Might throw my two bob in here. Haven't written an essay in a while and I imagine that a lot of people reading this thread would be considering venturing into AG. My comments that follow may or may not apply to experienced AG'ers but they DO apply to beginners...

Before you go and buy any equipment, read this - the beginning and ending posts. The logic that brought about these guys being able to simply do an AG originated in this thread

For those contemplating AG, reading the above will serve you well.

In those threads you will find that grain to water ratio is irrelevant to a beginner and, in fact, what you read may be quite mis-leading. In the second thread above, an experienced traditional brewer (AndrewQLD) actually mashed with a ridiculously high water to grain ratio and had as good efficiency and taste results as traditional brews. This is something that I now do with every brew and I'm getting some good beers including my second pilsener (stuffed the first one up on temp - whoops! Still very drinkable though.) Others are doing it to.

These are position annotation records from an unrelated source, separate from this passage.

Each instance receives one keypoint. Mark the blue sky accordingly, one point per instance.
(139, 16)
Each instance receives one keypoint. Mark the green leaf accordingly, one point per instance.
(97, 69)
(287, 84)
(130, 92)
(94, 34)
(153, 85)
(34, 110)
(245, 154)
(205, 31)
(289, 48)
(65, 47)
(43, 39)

So, if I had my time again, I wouldn't buy an esky (mine now acts as a "fermenting fridge"), I'd buy a bloody good pot.

If you do need to buy an esky, then buy the biggest you can get that will also serve some other brewing purpose (such as a fermenting fridge).

To save you a little more time and trouble, get an esky with a tap. Don't worry about building a manifold etc - just use the nylon material described in the first thread above and whack as much water in the esky, hopefully around 40 litres, to end up with a 23 litre batch after a 90 minute boil, as you can.

So, a 65 litre esky is best - you can fit a fermenter in it if you stand the esky on its end!

Hope this helps those dying to have a crack at AG.

Justin also wrote, before the above threads, A Guide to Starting Out in AG which shows the pitfalls of getting too technical in your equipment when you are starting out.

Cheers,
Pat

EDIT: Did I write all that last night? My goodness! I also should have said that the size and shape of the esky is more critical when fly sparging. It's not too much of an issue for batch sparging or full-volume sparging.


----------